Kadın yüzümü seçemediği için, "hangi pasta sizindi? Kusura bakmayın yüzünüzü seçemiyorum." demişti. Anında "çikolatalı, büyük olan." dediğimde anlamış gibi bir ses çıkarmış ve buna fiyatı söylemişti. Ücretini cebimden çıkarırken ne kdar verdiğimi doğru düzgün göremiyordum. Ta ki elime ışık tutulana kadar. Arkamdan gelen bir kadın elime doğru ışığı tutmuş ve "acele etmenize gerek yok. Aklınız karışır böyle." dediğini duymuştum. Başımı kaldırıp yüzüne bakmaya çalışmıştım ama ışığı bana doğru tuttuğu için yüzünü net görememiştim.

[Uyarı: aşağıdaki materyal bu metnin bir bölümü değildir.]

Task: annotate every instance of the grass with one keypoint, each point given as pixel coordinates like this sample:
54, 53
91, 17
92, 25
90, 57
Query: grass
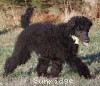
24, 75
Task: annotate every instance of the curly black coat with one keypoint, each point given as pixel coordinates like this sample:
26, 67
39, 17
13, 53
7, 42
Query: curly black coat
52, 43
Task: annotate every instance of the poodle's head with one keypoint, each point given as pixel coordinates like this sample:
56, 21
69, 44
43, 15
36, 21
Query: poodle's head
80, 28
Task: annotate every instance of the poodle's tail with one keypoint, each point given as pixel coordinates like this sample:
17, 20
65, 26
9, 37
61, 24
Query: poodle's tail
25, 19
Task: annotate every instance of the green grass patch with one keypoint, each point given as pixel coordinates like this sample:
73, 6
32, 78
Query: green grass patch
24, 75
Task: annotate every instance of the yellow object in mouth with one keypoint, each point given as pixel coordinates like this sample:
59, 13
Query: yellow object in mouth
76, 39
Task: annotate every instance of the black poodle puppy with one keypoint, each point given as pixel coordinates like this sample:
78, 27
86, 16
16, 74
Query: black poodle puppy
56, 43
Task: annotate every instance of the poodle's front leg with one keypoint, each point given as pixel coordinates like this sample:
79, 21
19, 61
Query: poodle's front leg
82, 69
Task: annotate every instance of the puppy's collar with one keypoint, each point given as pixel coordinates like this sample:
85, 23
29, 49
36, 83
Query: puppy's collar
76, 39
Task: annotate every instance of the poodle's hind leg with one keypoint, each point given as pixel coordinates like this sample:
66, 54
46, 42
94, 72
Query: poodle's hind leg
42, 66
56, 68
82, 69
18, 57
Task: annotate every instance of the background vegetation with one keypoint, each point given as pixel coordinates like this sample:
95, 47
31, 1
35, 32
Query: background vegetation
10, 12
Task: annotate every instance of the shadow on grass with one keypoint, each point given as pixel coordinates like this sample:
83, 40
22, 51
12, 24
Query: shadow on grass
89, 59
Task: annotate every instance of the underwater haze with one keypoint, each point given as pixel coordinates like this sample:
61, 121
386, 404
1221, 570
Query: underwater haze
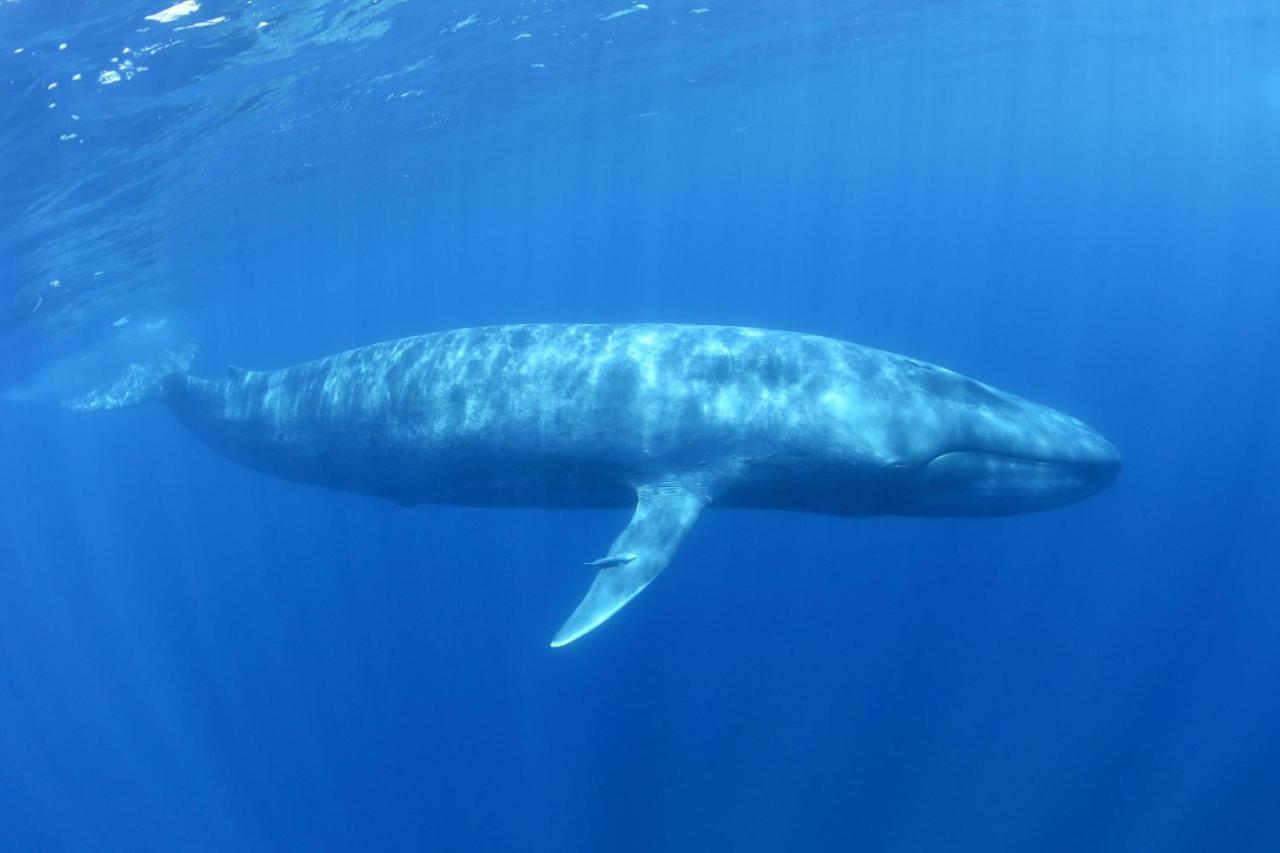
1077, 201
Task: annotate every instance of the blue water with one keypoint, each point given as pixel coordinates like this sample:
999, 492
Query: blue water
1074, 201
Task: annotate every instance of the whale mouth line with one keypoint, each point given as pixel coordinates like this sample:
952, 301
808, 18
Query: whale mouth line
1105, 468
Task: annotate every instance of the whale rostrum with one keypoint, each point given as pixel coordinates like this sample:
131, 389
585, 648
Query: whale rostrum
667, 419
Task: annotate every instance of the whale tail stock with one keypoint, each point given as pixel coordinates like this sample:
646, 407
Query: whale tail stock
662, 518
140, 382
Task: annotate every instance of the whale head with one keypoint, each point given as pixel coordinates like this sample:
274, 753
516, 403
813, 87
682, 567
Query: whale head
991, 452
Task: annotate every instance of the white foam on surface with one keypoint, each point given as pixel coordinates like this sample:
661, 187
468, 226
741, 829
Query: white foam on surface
639, 7
174, 12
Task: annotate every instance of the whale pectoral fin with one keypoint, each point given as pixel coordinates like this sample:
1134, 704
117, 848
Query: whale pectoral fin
663, 515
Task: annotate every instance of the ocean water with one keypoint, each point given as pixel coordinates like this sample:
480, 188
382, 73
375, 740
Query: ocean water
1075, 201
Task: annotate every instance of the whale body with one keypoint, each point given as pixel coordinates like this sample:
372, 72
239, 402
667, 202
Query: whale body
667, 419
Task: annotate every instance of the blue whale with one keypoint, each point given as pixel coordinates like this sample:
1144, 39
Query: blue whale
667, 419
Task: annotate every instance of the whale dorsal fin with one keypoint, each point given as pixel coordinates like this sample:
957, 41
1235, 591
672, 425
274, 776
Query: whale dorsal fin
663, 515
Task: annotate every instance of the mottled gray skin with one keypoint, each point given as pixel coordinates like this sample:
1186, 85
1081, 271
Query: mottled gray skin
583, 415
668, 419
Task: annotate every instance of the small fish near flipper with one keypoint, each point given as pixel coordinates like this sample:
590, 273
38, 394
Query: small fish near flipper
663, 515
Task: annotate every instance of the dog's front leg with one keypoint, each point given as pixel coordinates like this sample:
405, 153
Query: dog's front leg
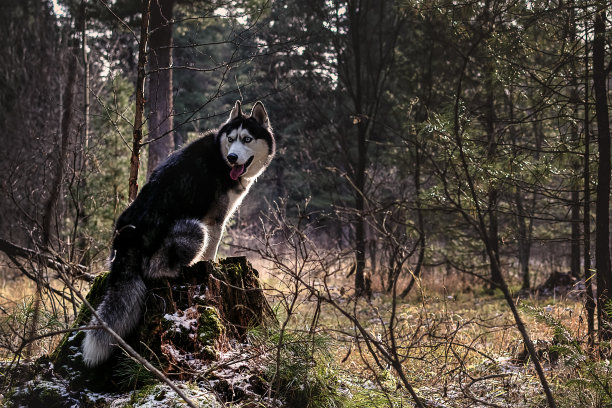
215, 232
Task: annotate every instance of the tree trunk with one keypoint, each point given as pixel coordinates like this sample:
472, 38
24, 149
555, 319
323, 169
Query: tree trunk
589, 301
140, 100
602, 207
160, 103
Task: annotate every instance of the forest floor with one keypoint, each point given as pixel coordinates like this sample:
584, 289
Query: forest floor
459, 344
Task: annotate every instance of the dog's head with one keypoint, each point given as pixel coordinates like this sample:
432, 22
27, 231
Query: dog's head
247, 144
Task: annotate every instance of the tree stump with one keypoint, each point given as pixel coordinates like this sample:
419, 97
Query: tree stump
187, 322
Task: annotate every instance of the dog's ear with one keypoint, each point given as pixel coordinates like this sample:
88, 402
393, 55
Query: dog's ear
260, 115
237, 111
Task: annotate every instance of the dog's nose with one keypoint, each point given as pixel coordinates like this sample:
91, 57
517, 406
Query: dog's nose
232, 157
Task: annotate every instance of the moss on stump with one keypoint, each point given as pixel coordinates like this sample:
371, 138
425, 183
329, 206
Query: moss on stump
187, 321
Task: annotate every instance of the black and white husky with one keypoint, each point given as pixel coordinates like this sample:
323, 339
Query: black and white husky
178, 218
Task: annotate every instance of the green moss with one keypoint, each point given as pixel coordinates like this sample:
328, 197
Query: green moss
140, 396
210, 327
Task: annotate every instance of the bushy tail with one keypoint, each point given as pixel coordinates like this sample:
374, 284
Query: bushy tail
120, 309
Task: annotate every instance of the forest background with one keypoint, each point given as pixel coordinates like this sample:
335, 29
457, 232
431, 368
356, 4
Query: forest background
438, 163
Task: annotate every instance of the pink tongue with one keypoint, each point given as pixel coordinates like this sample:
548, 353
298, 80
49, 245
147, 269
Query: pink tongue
236, 172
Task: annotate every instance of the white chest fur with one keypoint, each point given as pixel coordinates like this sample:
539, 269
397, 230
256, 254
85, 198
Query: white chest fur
235, 197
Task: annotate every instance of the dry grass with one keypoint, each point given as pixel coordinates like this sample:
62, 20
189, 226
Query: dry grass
459, 341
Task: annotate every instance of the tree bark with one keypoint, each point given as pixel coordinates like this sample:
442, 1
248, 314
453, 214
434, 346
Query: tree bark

"Sorun ne, hye Jin?" dediğinde kadına dönmüştüm. Işığı tutan kadın hye Jin ise benim görünmemem gereken kişi de oydu. Kasadaki kadına saydığım paraları verirken, o da bana pasta kutusunu koyduğu poşeti uzatmıştı. Işığı tutan kadın, yani hwasa gözlerini bana dikmişken elim ayağıma dolanacak gibi görünüyordu. "Teşekkür ederim. İyi günler!" demiş ve yanlarından ayrılmıştım. Merdivenlere yönelmiş, ve hızlı olmamaya çalışarak inmeye başlamıştım.
Pastaneden çıktığımda ise hemen geldiğim yola dönmüştüm. En azından bir kaç binadan sonrasında görülmeyecek kadar uzaklaştığımda, arabayı fark etmiştim. Felix, arabanın yanında beni bekliyorken yanıma doğru yavaş yavaş yürümeye başlamıştı. Onun yanına vardığımda ise "kolye?" diye sormuştu. Elimi cebime koymuş, kolyeyi çıkarıp ona uzatmıştım. Hiç beklemeden elimden alırken, kontrol etmek için kolyenin taşına çok dikkatlice bakmıştı. Tam emin olamamışken bile cebine atmış ve "iyi iş çıkardın, tebrikler!" demişti.
Arabaya doğru gitmiş, sürücü koltuğuna oturmuştu. Bende diğer tarafa dönüp, hemen yanındaki ön koltuğa oturmuştum. Arabayı sürmüş, oradan uzaklaşmamızı sağlamıştı.